Distilling the present hour
Whatever, wherever it is,

And over the past, oblivion.

When I tired of my solitude there was my car, ready at a moment's notice to whisk me back to the haunts of man. "Solitude hath its charms," but, to me, only when I know I can get away from it after having had my fill. One travels to escape for a while from man and town, from streets and houses, and then in turn one longs to get back again to despised humanity and neighbourship—at least I do, being no moody philosopher but a lover of my kind.

Leaving my peaceful nook, after further lonely wandering, I struck upon a decent though hilly road, and eventually came to a long, steep descent, at the foot of which I found myself in the truly old-world village of Stanway, where is another fine specimen of a tithe-barn. An apology perhaps is needed for using the term "old-world" so often, but I came during the journey to so many quaint and ancient places that no other word will so well, tersely, and truthfully describe, so I feel bound to use it occasionally, even frequently, though not, I trust, without good cause.

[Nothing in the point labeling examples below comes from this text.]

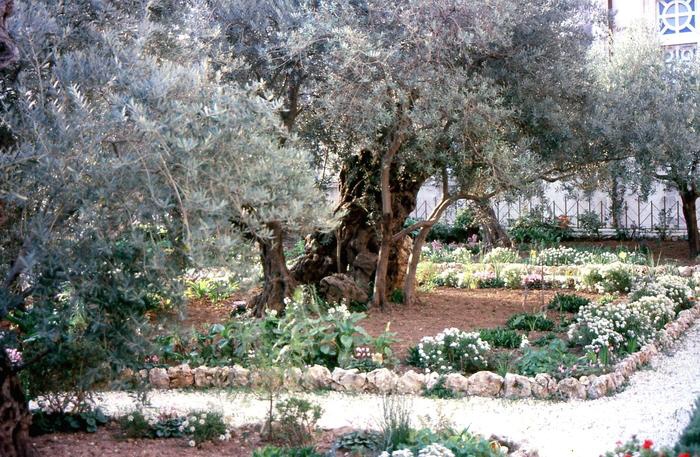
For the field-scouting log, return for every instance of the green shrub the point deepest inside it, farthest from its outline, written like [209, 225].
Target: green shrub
[438, 390]
[501, 255]
[360, 442]
[501, 337]
[554, 359]
[273, 451]
[530, 322]
[202, 426]
[297, 418]
[60, 422]
[535, 229]
[569, 303]
[453, 350]
[395, 422]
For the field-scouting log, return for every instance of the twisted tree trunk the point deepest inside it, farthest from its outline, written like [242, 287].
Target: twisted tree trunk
[689, 199]
[9, 54]
[279, 283]
[15, 418]
[354, 247]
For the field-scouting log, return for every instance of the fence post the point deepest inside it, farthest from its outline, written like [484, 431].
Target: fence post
[577, 218]
[639, 214]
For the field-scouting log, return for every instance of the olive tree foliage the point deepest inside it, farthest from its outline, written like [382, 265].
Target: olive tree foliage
[133, 160]
[650, 107]
[386, 93]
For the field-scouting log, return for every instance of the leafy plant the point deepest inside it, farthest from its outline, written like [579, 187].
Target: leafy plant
[273, 451]
[554, 359]
[438, 390]
[360, 441]
[591, 224]
[453, 350]
[395, 422]
[569, 303]
[297, 419]
[530, 322]
[501, 337]
[61, 422]
[534, 228]
[202, 426]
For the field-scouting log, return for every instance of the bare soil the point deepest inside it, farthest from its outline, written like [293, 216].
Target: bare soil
[108, 442]
[669, 250]
[465, 309]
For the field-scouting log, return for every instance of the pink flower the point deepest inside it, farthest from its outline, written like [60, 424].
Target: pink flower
[14, 355]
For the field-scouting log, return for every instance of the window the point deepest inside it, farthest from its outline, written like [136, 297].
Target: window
[677, 17]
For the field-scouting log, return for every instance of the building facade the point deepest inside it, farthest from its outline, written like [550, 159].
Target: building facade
[675, 20]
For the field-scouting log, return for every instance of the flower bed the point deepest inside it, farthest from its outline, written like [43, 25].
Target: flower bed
[383, 380]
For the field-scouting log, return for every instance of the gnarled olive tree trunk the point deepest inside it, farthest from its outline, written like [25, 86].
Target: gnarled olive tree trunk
[279, 282]
[15, 418]
[354, 247]
[689, 199]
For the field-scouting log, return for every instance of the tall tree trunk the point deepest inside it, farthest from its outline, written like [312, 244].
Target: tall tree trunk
[494, 234]
[278, 282]
[689, 199]
[353, 247]
[617, 200]
[15, 418]
[409, 285]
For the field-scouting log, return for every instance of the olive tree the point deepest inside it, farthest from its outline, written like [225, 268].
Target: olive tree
[649, 107]
[133, 160]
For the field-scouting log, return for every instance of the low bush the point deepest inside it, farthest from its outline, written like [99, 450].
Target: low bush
[453, 350]
[273, 451]
[202, 426]
[501, 337]
[501, 255]
[166, 425]
[438, 390]
[568, 303]
[554, 359]
[296, 421]
[535, 229]
[61, 422]
[530, 322]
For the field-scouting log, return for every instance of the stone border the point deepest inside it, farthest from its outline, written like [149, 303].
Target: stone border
[383, 380]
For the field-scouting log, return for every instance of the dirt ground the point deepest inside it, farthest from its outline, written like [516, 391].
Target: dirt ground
[107, 442]
[466, 309]
[664, 250]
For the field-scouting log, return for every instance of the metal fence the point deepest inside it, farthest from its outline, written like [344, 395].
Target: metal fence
[636, 215]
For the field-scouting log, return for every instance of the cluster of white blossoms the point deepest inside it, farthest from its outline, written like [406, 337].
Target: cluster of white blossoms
[676, 288]
[431, 450]
[613, 277]
[340, 312]
[452, 350]
[569, 256]
[501, 255]
[613, 325]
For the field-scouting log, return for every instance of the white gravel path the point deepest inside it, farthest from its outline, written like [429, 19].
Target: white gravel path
[655, 405]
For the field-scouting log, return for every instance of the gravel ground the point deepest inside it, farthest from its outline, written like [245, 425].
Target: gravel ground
[655, 405]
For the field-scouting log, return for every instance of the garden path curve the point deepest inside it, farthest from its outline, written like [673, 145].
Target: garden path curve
[655, 405]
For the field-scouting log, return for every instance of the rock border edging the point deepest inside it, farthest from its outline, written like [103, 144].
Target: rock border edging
[384, 381]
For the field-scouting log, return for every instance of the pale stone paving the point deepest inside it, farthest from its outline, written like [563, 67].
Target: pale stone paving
[656, 405]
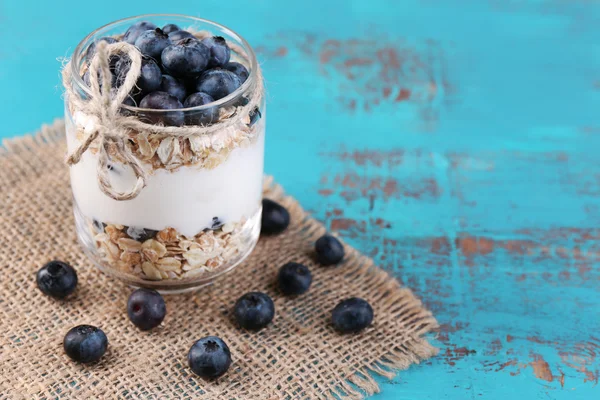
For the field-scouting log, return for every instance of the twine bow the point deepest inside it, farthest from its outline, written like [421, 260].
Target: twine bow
[112, 129]
[105, 107]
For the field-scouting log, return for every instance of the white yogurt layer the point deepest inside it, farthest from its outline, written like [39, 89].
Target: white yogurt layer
[187, 199]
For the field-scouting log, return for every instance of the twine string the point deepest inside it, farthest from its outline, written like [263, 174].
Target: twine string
[113, 129]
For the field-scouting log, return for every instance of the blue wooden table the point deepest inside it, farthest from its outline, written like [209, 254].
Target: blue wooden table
[456, 142]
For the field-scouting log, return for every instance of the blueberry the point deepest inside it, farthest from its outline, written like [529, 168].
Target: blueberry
[219, 51]
[152, 43]
[254, 115]
[57, 279]
[238, 69]
[150, 75]
[209, 357]
[254, 311]
[218, 83]
[140, 234]
[173, 86]
[294, 278]
[329, 250]
[186, 58]
[130, 101]
[352, 315]
[162, 101]
[86, 77]
[85, 343]
[169, 28]
[146, 308]
[275, 218]
[136, 30]
[176, 36]
[200, 117]
[91, 51]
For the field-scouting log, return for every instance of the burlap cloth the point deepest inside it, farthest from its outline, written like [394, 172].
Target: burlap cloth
[297, 356]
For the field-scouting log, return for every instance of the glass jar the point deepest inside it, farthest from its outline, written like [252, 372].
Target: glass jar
[198, 215]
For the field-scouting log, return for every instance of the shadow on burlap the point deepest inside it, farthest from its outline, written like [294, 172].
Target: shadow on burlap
[297, 356]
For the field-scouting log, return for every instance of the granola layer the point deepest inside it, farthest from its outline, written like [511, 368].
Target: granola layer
[167, 254]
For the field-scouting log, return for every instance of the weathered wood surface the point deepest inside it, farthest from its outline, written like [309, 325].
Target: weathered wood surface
[455, 142]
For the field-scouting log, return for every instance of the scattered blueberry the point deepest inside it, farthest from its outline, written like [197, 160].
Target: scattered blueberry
[240, 70]
[209, 357]
[152, 43]
[329, 250]
[294, 278]
[136, 30]
[255, 115]
[216, 224]
[352, 315]
[85, 343]
[150, 75]
[146, 308]
[91, 51]
[219, 51]
[162, 101]
[185, 58]
[218, 83]
[140, 234]
[200, 117]
[275, 218]
[169, 28]
[173, 86]
[254, 311]
[176, 36]
[57, 279]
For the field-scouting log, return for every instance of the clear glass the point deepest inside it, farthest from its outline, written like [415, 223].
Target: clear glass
[199, 215]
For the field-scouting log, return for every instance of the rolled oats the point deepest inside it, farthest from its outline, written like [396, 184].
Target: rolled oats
[169, 255]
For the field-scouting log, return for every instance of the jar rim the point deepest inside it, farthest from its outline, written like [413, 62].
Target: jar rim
[78, 52]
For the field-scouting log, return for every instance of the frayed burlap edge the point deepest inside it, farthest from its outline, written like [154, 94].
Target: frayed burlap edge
[412, 347]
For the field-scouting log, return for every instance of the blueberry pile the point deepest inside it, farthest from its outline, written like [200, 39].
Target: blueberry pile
[209, 357]
[178, 71]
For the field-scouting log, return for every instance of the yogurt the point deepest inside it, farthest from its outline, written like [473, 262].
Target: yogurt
[187, 199]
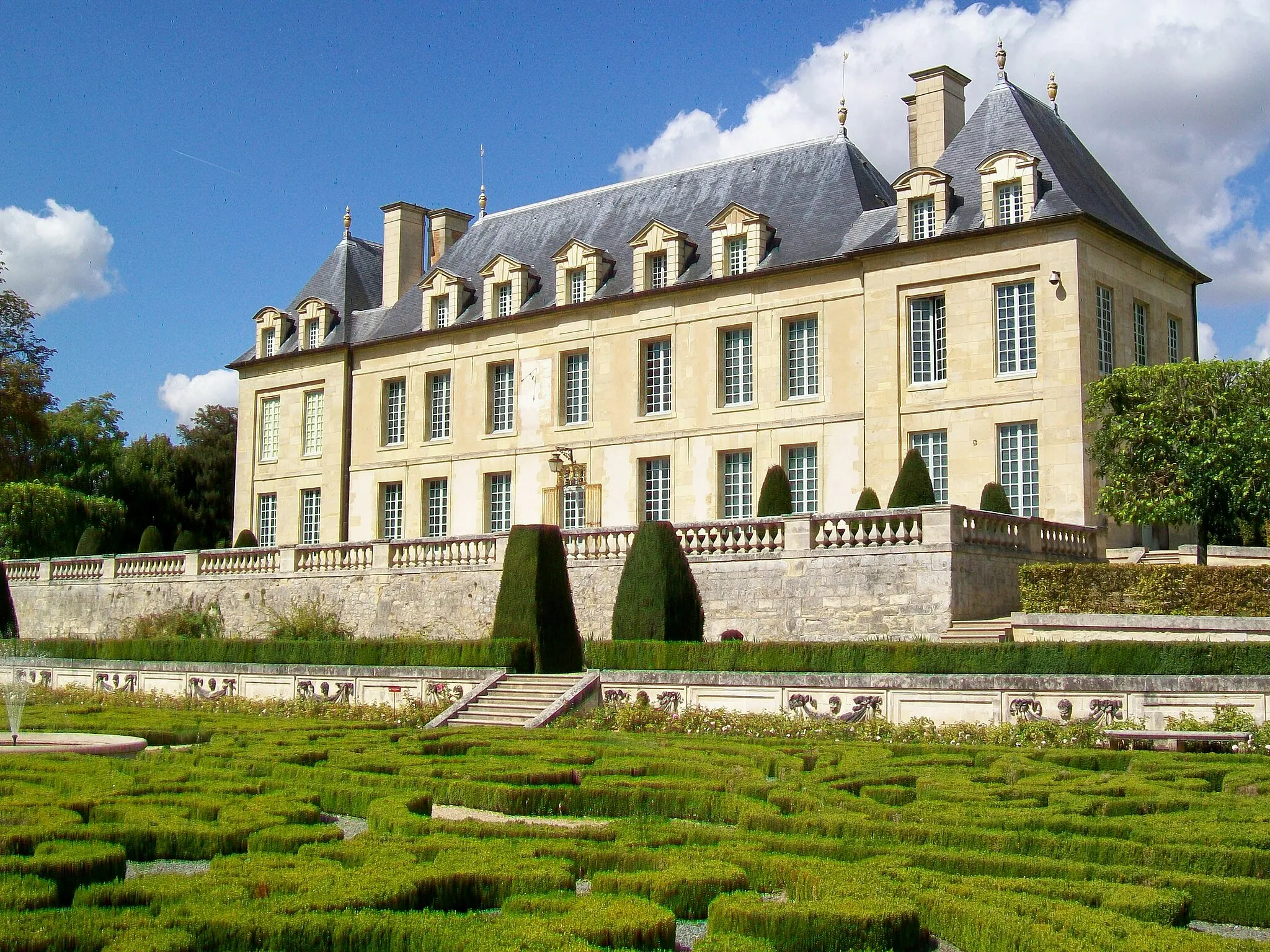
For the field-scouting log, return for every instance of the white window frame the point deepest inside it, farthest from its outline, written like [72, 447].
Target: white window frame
[928, 338]
[934, 448]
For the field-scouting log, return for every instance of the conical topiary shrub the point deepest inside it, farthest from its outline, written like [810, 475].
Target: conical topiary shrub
[150, 540]
[913, 487]
[91, 542]
[535, 602]
[775, 498]
[657, 597]
[993, 499]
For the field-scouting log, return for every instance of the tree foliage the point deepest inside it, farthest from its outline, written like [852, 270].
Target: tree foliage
[1185, 443]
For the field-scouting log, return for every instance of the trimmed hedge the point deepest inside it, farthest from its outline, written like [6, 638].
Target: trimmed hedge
[1146, 589]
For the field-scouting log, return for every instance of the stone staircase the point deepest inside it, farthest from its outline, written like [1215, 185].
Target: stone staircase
[518, 701]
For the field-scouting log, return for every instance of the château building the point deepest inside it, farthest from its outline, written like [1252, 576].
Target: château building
[647, 350]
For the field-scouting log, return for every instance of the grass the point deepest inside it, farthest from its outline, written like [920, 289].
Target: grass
[871, 843]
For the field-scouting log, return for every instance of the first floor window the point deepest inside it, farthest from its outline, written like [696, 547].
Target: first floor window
[934, 447]
[499, 501]
[1020, 467]
[267, 519]
[390, 511]
[438, 508]
[657, 490]
[737, 485]
[803, 470]
[310, 517]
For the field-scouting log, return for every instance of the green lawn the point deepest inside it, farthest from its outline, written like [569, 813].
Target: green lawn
[855, 844]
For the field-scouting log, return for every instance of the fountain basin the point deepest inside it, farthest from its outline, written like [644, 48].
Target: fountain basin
[100, 744]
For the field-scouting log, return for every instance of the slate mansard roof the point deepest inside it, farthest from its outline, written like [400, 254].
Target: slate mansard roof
[824, 198]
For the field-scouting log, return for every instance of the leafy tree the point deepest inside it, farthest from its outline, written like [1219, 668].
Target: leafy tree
[1184, 443]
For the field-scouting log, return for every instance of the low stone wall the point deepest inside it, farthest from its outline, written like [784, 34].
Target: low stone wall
[894, 574]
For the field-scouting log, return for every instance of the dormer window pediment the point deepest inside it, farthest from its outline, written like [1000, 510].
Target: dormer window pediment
[1009, 187]
[580, 272]
[739, 240]
[923, 202]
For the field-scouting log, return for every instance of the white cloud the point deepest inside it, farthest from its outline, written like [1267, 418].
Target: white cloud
[186, 397]
[58, 257]
[1169, 95]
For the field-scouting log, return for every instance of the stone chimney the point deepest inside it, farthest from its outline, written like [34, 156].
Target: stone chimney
[936, 113]
[446, 226]
[403, 249]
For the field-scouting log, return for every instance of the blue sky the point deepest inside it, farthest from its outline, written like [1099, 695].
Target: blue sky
[220, 145]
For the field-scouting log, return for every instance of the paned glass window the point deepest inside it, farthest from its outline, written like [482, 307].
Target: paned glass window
[310, 517]
[1020, 467]
[657, 490]
[267, 519]
[803, 470]
[921, 214]
[738, 485]
[1016, 328]
[438, 508]
[438, 407]
[390, 511]
[657, 271]
[577, 387]
[934, 447]
[802, 358]
[738, 366]
[657, 377]
[499, 501]
[270, 430]
[1010, 203]
[1105, 309]
[394, 413]
[314, 412]
[502, 416]
[928, 333]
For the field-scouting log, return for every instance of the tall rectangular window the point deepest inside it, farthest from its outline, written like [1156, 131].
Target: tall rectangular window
[1016, 328]
[438, 508]
[802, 466]
[267, 519]
[314, 412]
[934, 447]
[1104, 306]
[921, 219]
[390, 511]
[310, 517]
[394, 413]
[657, 489]
[738, 485]
[577, 286]
[1140, 333]
[738, 366]
[577, 387]
[802, 358]
[1020, 467]
[1010, 203]
[657, 377]
[498, 499]
[270, 430]
[502, 405]
[657, 271]
[928, 334]
[438, 405]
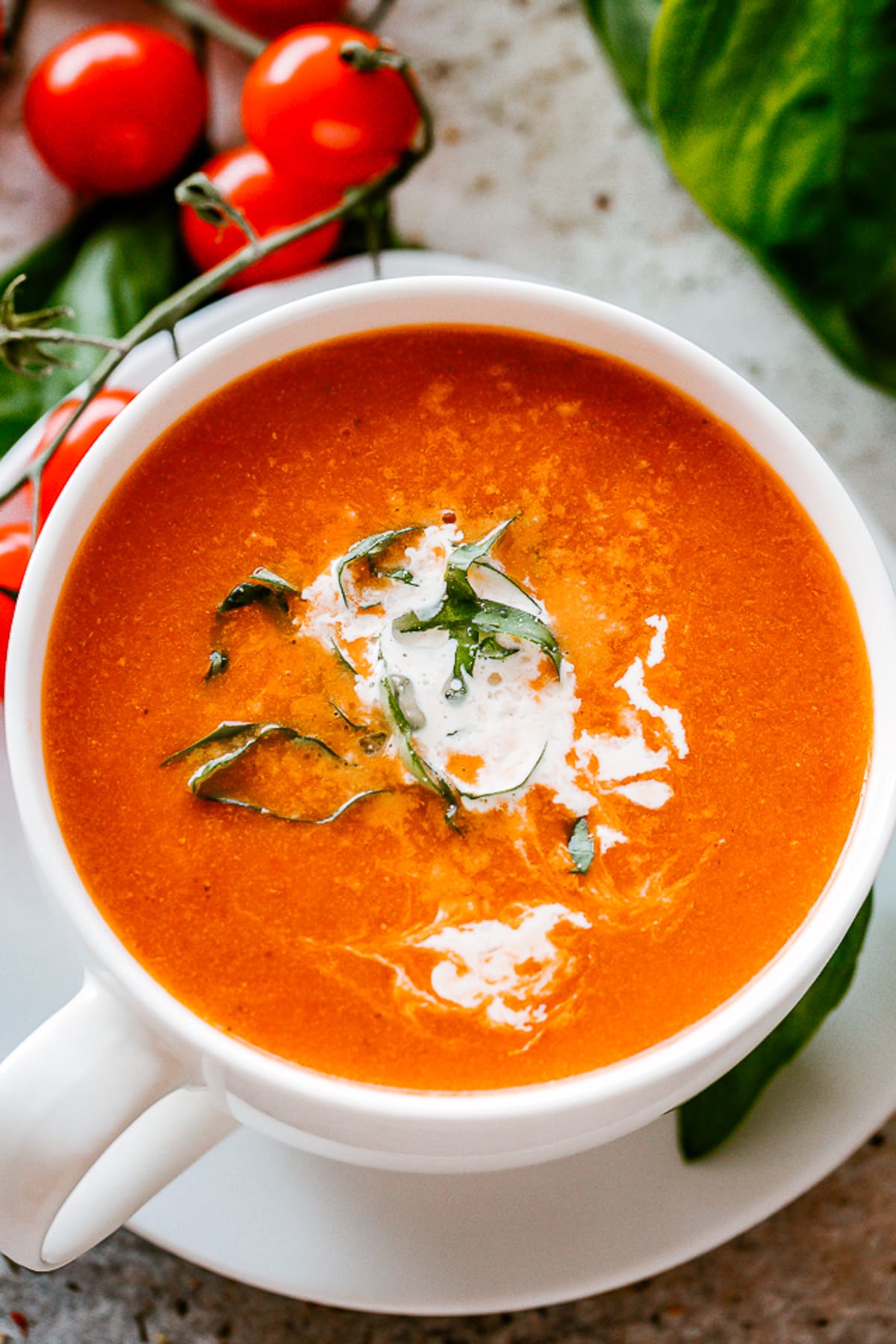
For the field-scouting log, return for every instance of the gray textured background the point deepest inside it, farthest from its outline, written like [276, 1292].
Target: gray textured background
[541, 167]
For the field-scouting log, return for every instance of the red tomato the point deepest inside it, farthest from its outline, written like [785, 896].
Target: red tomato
[114, 108]
[15, 551]
[314, 114]
[270, 202]
[82, 436]
[270, 18]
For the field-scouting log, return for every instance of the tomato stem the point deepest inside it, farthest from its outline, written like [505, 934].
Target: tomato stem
[15, 15]
[163, 317]
[215, 25]
[378, 13]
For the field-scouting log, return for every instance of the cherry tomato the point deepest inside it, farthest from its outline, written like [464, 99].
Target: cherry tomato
[15, 553]
[314, 114]
[116, 108]
[270, 18]
[82, 436]
[270, 202]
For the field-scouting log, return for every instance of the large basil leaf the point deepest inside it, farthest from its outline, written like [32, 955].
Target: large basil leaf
[625, 27]
[111, 265]
[781, 120]
[709, 1119]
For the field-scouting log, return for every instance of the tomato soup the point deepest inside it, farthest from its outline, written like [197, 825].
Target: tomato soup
[453, 709]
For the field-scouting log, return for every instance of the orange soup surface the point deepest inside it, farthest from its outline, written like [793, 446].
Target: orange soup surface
[517, 712]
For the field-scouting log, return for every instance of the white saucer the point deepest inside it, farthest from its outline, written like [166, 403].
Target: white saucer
[448, 1245]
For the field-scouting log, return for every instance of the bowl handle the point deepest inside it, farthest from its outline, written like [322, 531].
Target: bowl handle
[96, 1116]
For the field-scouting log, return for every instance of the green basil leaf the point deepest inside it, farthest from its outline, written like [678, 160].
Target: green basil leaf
[496, 618]
[781, 121]
[469, 553]
[340, 658]
[581, 846]
[709, 1119]
[261, 586]
[394, 690]
[252, 735]
[281, 816]
[473, 621]
[111, 265]
[367, 550]
[625, 28]
[218, 665]
[223, 732]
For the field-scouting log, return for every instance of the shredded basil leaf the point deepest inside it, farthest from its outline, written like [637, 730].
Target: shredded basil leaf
[281, 816]
[218, 663]
[420, 768]
[341, 658]
[261, 586]
[367, 550]
[581, 846]
[253, 734]
[343, 715]
[473, 621]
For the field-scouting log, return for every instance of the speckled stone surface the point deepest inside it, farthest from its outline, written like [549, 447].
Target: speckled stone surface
[541, 167]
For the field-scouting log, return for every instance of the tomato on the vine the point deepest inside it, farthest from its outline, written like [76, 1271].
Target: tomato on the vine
[269, 201]
[82, 436]
[116, 108]
[270, 18]
[15, 553]
[314, 114]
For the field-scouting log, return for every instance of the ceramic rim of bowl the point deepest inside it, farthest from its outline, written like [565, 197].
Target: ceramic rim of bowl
[731, 1028]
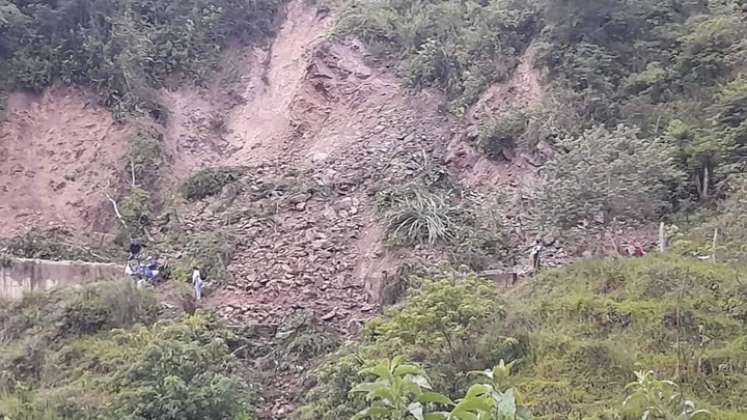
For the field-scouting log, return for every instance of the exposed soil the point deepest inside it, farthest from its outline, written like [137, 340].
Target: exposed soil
[319, 130]
[57, 152]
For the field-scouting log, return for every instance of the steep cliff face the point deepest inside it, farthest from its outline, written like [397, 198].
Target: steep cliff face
[58, 150]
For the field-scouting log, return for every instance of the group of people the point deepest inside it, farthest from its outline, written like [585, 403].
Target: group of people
[153, 272]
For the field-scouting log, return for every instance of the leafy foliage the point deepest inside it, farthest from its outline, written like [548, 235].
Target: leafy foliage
[90, 358]
[136, 211]
[579, 333]
[451, 325]
[605, 174]
[123, 49]
[661, 399]
[402, 391]
[415, 215]
[455, 46]
[208, 182]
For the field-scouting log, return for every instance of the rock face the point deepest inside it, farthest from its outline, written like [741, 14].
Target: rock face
[21, 275]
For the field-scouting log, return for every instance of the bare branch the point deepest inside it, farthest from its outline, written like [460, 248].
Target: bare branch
[132, 171]
[114, 204]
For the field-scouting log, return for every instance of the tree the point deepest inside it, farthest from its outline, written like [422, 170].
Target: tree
[605, 174]
[401, 391]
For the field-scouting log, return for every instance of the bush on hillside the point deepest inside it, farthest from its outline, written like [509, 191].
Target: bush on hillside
[447, 324]
[454, 46]
[580, 333]
[136, 211]
[209, 182]
[414, 215]
[605, 174]
[178, 370]
[123, 49]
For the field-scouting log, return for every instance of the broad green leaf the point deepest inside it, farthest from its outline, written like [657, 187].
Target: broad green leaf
[416, 409]
[366, 387]
[403, 370]
[507, 404]
[421, 381]
[434, 397]
[372, 412]
[478, 390]
[474, 404]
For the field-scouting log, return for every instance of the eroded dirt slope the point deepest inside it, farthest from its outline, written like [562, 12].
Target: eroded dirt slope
[57, 152]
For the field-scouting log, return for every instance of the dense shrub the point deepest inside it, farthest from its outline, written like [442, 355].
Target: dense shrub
[97, 354]
[121, 48]
[209, 182]
[454, 46]
[606, 174]
[579, 334]
[441, 325]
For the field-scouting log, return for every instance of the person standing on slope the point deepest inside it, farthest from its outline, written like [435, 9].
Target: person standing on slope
[197, 283]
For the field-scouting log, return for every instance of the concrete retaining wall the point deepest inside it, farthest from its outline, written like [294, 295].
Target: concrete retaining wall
[21, 275]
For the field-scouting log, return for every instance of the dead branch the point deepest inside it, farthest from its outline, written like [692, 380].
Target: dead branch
[132, 171]
[114, 204]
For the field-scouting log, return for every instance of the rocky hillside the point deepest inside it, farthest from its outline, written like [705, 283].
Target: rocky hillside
[320, 162]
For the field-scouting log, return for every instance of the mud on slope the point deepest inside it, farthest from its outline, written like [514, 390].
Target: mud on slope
[57, 152]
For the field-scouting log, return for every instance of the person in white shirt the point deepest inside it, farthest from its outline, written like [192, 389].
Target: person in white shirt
[197, 283]
[535, 254]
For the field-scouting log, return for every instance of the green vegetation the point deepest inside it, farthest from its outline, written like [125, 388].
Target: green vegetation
[415, 215]
[135, 209]
[402, 391]
[122, 49]
[606, 174]
[670, 68]
[577, 335]
[208, 182]
[144, 158]
[98, 354]
[458, 46]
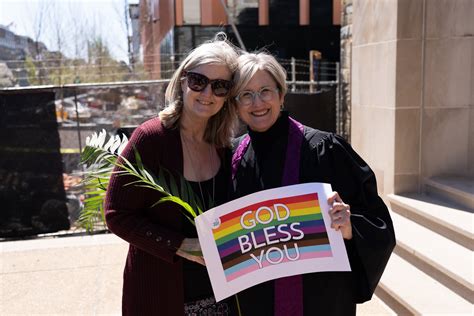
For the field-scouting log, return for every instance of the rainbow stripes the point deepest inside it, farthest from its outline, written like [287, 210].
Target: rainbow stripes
[271, 238]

At the foot of the descent, facing me, stood a notable gate-house giving access to a time-greyed and noble mansion built in the Jacobean days; the former looks like the work of Inigo Jones. I was tempted to photograph this old gate-house, and any photograph here reproduced will serve to show what manner of building it is, for a picture of any kind appeals direct to the eye, thus conveying a better impression of a place than pages of printed description could: and be it said in favour of a photograph over a drawing that there is no romance about it, it simply records what is before the camera, whilst most artists are prone to treat their subjects with more or less poetic licence, so that one can never be quite sure how much of their work is faithful to fact or how much is fanciful.

GATEHOUSE, STANWAY.

Then, as the west was growing golden and the shadows lengthening, my thoughts turned to an inn for the night. It seems to me that an inn of the good old-fashioned sort, friendly, unpretentious, clean, and comfortable, deserves a warm corner in the heart of the wayfarer—for how would he fare without one? Whenever I come upon such an inn I make a note of it so as to keep it in memory, besides marking its site on my map for easy reference on the road. Many a time, and many a mile, have I gone out of my way, and gladly, to revisit such desirable quarters, sure, from past experience, of a welcome, civility, and a moderate reckoning, three qualities I mostly prize in the order given. Healthily hungry, agreeably tired after a long day's journey in the open air, how delightful it is to arrive at a good inn when the day is done—that is one of the joys of travel, and not the least of its joys. Suddenly I remembered that at the foot of the Cotswolds, and not very far away, was an ancient, many-gabled, Jacobean and storied hostelry of mullioned windows and panelled chambers where erst I had taken "mine ease"; thither would I go again, so I sped on my way, rejoicing, to the ancient "Whyte Harte" at Broadway, one of my ports of call when cruising on the road, and there I harboured for the night.